In April, President Barack Obama called on law enforcement agencies to help develop the next generation of smart guns, weapons that use fingerprint readers or RFID chips to prevent anyone but authorized users from firing them. The bet behind the announcement is that if police embrace the new technology, civilian consumers will follow, overcoming decades of skepticism about the purpose and effectiveness of such firearms.
But the scene at the National Rifle Association’s annual convention last weekend in Louisville, Kentucky, makes clear just how far broad acceptance of smart gun technology is from reality.
Among the hundreds of vendor booths spread across the convention hall’s 11 acres, there wasn’t a single smart gun company. NRA members were instead bombarded with pitches for products designed to defend against a nightmare home invasion scenario. There was a firm that makes furnishings with hidden compartments for pistols, shotguns, and assault rifles, and a magnetic mount that holds handguns anywhere they might need to be stashed.
Both in the exhibit hall and in the speeches of NRA leaders, one theme came up repeatedly: The only way to be secure is to have a gun that can be fired at anytime, by anybody.
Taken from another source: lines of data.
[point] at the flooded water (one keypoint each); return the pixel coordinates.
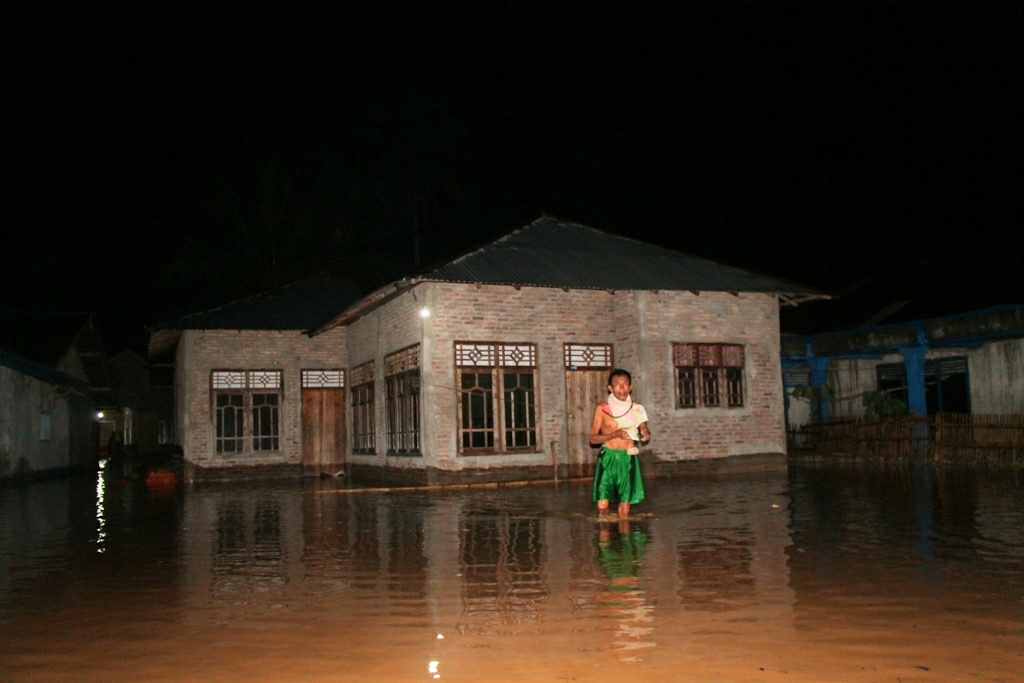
(828, 573)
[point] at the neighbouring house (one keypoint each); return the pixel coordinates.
(146, 409)
(965, 363)
(486, 367)
(253, 392)
(53, 384)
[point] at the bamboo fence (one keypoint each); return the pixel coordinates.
(952, 437)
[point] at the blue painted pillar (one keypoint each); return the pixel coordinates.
(913, 359)
(819, 376)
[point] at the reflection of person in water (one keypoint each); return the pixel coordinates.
(621, 555)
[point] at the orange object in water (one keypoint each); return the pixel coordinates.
(161, 477)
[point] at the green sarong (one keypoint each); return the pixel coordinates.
(617, 477)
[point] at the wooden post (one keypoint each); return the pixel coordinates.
(554, 462)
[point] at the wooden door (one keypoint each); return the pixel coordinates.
(324, 442)
(585, 388)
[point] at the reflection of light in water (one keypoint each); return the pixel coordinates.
(100, 516)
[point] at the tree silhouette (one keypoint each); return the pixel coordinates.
(270, 224)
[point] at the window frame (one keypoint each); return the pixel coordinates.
(505, 421)
(363, 400)
(710, 375)
(246, 394)
(401, 401)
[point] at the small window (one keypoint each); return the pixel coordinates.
(247, 410)
(364, 431)
(164, 433)
(45, 425)
(709, 375)
(401, 380)
(498, 397)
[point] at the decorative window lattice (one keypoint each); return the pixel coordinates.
(489, 355)
(228, 379)
(324, 379)
(363, 374)
(709, 355)
(474, 355)
(399, 361)
(264, 379)
(588, 355)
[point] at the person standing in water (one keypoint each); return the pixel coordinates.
(620, 426)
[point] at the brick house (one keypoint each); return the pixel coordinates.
(53, 383)
(488, 366)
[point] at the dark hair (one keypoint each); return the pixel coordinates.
(619, 371)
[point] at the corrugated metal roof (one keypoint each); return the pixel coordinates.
(301, 305)
(549, 252)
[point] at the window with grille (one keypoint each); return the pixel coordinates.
(247, 410)
(364, 431)
(401, 382)
(498, 396)
(709, 375)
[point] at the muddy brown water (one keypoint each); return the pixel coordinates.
(838, 572)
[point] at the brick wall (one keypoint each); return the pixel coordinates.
(641, 325)
(201, 351)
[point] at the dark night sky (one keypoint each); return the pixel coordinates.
(819, 142)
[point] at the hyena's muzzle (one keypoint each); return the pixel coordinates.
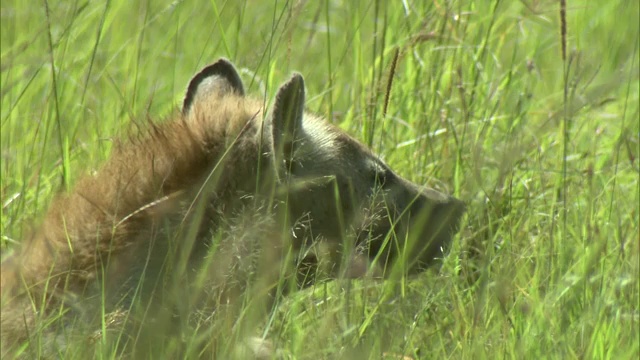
(408, 227)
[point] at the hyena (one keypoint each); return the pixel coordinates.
(288, 180)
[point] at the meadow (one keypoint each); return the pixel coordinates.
(536, 128)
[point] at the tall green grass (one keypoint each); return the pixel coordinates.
(482, 104)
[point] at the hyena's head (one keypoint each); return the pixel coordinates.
(337, 186)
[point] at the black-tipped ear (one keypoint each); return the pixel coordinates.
(286, 119)
(220, 77)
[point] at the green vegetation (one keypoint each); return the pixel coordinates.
(482, 105)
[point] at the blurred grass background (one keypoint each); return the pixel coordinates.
(481, 105)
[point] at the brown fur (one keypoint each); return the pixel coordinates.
(206, 165)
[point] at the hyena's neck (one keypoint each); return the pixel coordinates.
(148, 178)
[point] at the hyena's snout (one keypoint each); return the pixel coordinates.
(420, 225)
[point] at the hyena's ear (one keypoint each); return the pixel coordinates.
(286, 120)
(220, 78)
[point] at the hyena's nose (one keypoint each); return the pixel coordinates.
(434, 220)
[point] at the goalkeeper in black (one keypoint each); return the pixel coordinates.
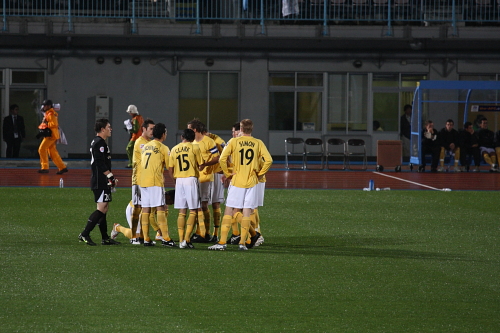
(101, 183)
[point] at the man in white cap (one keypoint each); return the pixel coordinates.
(135, 132)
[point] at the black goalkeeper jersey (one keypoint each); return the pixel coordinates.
(100, 162)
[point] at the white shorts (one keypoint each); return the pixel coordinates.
(187, 193)
(128, 213)
(238, 197)
(206, 190)
(153, 196)
(218, 191)
(136, 194)
(260, 194)
(487, 150)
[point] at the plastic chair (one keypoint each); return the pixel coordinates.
(314, 147)
(292, 150)
(355, 147)
(335, 147)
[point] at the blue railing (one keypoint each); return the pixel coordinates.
(325, 12)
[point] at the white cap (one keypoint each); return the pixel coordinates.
(132, 109)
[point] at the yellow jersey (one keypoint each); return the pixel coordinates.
(246, 153)
(185, 159)
(208, 150)
(154, 160)
(220, 144)
(136, 158)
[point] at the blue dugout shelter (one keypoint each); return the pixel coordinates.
(477, 96)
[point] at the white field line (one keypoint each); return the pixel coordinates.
(408, 181)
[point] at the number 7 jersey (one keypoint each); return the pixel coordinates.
(246, 154)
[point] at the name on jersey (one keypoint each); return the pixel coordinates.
(154, 149)
(246, 143)
(183, 149)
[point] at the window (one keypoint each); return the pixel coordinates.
(211, 97)
(295, 101)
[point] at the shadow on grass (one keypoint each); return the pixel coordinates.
(353, 246)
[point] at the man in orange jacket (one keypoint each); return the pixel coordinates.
(135, 132)
(48, 145)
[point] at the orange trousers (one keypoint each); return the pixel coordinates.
(48, 147)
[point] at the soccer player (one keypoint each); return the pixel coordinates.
(448, 136)
(246, 153)
(218, 190)
(210, 156)
(183, 167)
(154, 160)
(102, 181)
(147, 135)
(129, 233)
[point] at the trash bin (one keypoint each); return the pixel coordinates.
(389, 153)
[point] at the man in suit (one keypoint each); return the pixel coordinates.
(13, 131)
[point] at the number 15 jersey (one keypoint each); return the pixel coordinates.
(246, 154)
(185, 159)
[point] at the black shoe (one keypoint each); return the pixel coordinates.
(198, 239)
(86, 239)
(234, 240)
(109, 241)
(60, 172)
(169, 243)
(253, 239)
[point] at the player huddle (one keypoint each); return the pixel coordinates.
(199, 165)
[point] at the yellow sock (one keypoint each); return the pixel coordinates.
(152, 219)
(216, 221)
(235, 222)
(226, 226)
(145, 226)
(488, 159)
(181, 225)
(162, 223)
(245, 228)
(190, 226)
(136, 212)
(206, 217)
(125, 231)
(257, 220)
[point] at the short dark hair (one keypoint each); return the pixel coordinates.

This crisis mindset precludes any consideration of smart guns. The weapons are designed to offer the same personal protection benefit as a standard firearm, with an added safety benefit: that unintended users, like children or criminals, cannot fire them.
NRA members who spoke with The Trace outside the convention hall said they worried that a smart gun would fail in a crucial moment, such as when fending off a criminal attacker, when a quick response could mean the difference between life and death. Many said the devices were simply not necessary.
“They’re a very bad idea,” says Daryl, an NRA member from North Carolina who declined to give his last name. “If I get into trouble, and I need my roommate’s help, or my family’s help, they couldn’t use my gun.” The fact that smart guns can be programmed to authorize multiple users didn’t assuage his fears. “I’m against smart guns in general,” he says.
Smart gun technology has existed for several decades, but the weapons have never been mass produced. Just two stores, one in Maryland and another in California, have stocked the Armatix, the only smart gun to make it past the prototype stage. Both stores were boycotted and their owners bombarded with threats by gun advocates, who said they feared the sales could trigger a controversial New Jersey law. That law states that as soon as smart guns are commercially available, all conventional weapons will be banned from being sold in the state.
Obama’s effort seeks to get law enforcement agencies to adopt the technology on a trial basis. Dave Barron, an Indiana police officer and NRA member, said he couldn’t imagine participating in such an effort. “If an officer’s gun malfunctions, it’s no use to him,” Barron said. “A non-smart gun can fail. Something electronic is even more prone to failure.”
Even those NRA members less reflexively hostile to smart guns had a hard time imagining that either police or the general public would accept them any time soon. Dave Hillier, a Detroit police officer, said he could imagine a useful smart gun, but said, “It’d have to be extensively tested. You’d need thousands of guns, thousands of users, different scenarios and conditions” to demonstrate it’s safe for police. He said he thought weapons training was a more useful way of preventing officers’ guns from falling into the wrong hands — either during confrontations or because of theft.
Only one NRA member who spoke to The Trace was said he would consider buying a smart gun. Mike, a Tennessee resident who preferred not to give his last name, noted that similar technologies are now ubiquitous in other products, such as RFID swipe cards in office buildings or biometric locks on smartphones. Gun owners, he adds, might embrace smart guns if they prove to be reliable. “People in the NRA want [guns] to be safer than most people think. We know what guns can do in the hands of the wrong person.”
But most NRA members The Trace spoke with said that the best safety measure is not technology that prevents an unauthorized person from firing a gun — it is laws and regulations that ensure that more people are armed, in more places.
The NRA declined to issue The Trace press credentials for its annual convention. Reporter Alex Yablon spoke with the group’s members outside the event in Louisville.